Since we're on the subject, I'm curious if there's a resource that explains the practical difference between using the Bishop style (equivalence with Fin) and the Kuratowski style (list/tree quotient) for finite sets. Donnacha Kidney covers this topic in his master's thesis, but his approach is somewhat one-sided—he reduces the Kuratowski style to the Bishop style. For decidable types, the two approaches seem to be completely equivalent.

I’m trying to figure out the best way to define FinInj and FinSur, as well as how to build a metatheory on top of them for things that Simpson's framework relates to, such as the Schanuel topos and nominal algorithms. I suspect Bishop is more convenient for some things and Kuratowski for others.

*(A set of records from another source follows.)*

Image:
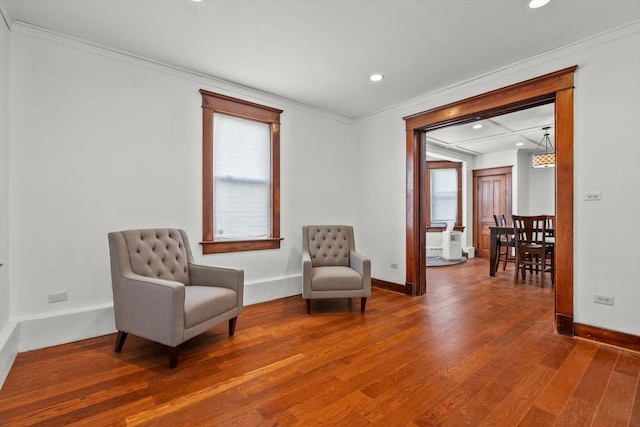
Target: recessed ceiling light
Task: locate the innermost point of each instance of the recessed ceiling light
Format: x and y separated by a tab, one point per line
534	4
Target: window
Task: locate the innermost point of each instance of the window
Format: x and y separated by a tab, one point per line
241	175
444	201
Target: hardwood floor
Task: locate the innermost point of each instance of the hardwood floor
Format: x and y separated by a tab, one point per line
474	351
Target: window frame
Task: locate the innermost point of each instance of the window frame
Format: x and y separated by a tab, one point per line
443	164
216	103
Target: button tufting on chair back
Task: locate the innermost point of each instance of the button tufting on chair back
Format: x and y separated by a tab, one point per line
158	253
329	245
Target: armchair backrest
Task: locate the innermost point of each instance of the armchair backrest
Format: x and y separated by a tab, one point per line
328	245
161	253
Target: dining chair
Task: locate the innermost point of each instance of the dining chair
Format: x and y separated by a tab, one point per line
532	249
506	244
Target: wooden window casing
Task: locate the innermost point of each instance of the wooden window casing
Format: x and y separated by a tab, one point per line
443	164
216	103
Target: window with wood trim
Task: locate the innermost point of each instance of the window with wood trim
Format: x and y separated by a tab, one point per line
444	193
240	175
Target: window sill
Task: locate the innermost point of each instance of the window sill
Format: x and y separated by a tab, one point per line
240	245
431	229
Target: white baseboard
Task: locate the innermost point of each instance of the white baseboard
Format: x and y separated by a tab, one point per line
270	290
47	330
63	327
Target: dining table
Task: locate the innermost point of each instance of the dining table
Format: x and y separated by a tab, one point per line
495	233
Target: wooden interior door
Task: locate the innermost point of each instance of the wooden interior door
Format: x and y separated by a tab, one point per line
492	196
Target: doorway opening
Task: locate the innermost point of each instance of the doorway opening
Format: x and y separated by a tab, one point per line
554	87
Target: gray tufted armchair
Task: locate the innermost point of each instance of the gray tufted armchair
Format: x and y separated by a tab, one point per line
331	267
160	295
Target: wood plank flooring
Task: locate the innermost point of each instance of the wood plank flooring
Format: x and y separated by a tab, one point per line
474	351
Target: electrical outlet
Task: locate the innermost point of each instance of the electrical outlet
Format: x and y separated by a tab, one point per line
603	299
57	297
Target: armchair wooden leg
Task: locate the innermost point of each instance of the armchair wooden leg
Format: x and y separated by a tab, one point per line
232	326
173	356
120	341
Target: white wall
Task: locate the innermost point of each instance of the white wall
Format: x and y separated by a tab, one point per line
103	142
607	103
4	172
8	330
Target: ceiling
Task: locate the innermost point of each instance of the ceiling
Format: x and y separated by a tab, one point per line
321	52
522	130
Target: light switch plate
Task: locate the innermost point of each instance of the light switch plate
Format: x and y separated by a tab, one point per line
592	196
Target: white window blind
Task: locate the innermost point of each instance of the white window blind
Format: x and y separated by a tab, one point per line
444	195
242	178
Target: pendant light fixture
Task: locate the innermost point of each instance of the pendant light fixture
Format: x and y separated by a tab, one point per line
544	157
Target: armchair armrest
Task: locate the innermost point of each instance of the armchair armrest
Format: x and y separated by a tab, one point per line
230	278
362	265
136	301
306	274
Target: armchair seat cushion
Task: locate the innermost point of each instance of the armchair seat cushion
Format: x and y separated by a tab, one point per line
202	303
336	278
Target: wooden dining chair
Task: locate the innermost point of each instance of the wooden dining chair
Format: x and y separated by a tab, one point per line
532	249
506	244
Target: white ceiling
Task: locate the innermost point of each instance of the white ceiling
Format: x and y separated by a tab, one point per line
498	133
321	52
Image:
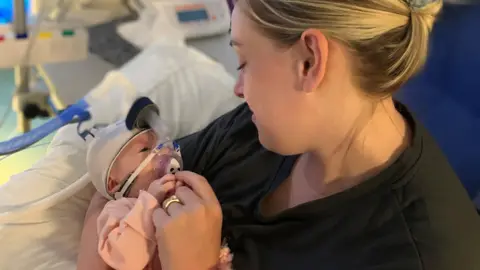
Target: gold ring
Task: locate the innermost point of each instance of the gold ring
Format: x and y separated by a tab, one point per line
168	201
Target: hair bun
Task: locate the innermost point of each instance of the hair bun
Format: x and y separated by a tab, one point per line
419	4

@clayrat not aware of any specific resource, but when I formalised some nominal stuff in cubical Agda a while ago I definitely found the list-based definitions to be the most convenient. I think that working directly with surjections from Fin could be terser, but I found it more difficult to figure out the proofs in that setting. Also, I don’t know how true this is anymore, but it’s worth noting that the properties over quotiented trees I used ended up being extremely slow to typecheck
@oisdk Oh yes, I'm sticking to lists and quotiented lists for now, seems to work reasonably well. I think I finally get the picture with Listable analogues, although it's still a bit strange to me that finiteness can be separated from discreteness. I wonder what happens if one uses sets (as lists quotients) instead of lists in the various Noetherian-style predicates.